If Australia were the UK and heading for a suicidal plunge off an economic, social and cultural cliff-face, wouldn’t you be worried?
If Australia were told by the International Monetary Fund (IMF) that its growth rate for 2017 had been downgraded from a previous prediction and it was the biggest downgrade for any developed country, wouldn’t that be worrying? If it is combined with a haemorrhaging of jobs such as the Bank of America moving jobs and future growth from your largest city to Dublin, Morgan Stanley moving jobs to Frankfurt and EasyJet moving its hub to Austria (just to name a few), wouldn’t you be scared at this consequence of the decision that a small majority of Australians had taken in an ill-informed and mendacious referendum? Add to that a registered fall in consumer confidence, a plummeting Australian dollar, think tanks reporting ruin for everything from university research grants to an undermining of workers’ rights; from billions of dollars lost to Aussie cities because they would be hardest hit by leaving the world’s largest trading bloc to predictions of lowered agricultural standards leaving you with chlorine-washed chickens from Trump’s America while your own agricultural industry shuts up shop, wouldn’t you fret, emigrate or join the Cistercians in Tarrawarra Abbey?
And that’s before Brexit has actually begun!

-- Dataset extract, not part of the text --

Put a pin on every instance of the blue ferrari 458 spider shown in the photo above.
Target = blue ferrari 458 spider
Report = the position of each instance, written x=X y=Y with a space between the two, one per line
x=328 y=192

Back to the beleaguered UK, now ruled by a minority Tory Party in office through a £1 billion bribe to the ten members of the Northern Irish anti-Catholic and homophobic Democratic Unionist Party (DUP), one of whose MPs stated “the future is Orange” but whose present, frankly, is back in the 17th century. He was, of course, not referring to the mobile phone company or sunsets over Belfast Bay but the Orange Lodge which promotes bigotry under the Union flag. There are creationists, climate change deniers and millenarians among them too. In Glaswegian, the collective phrase for such people is heidbangers.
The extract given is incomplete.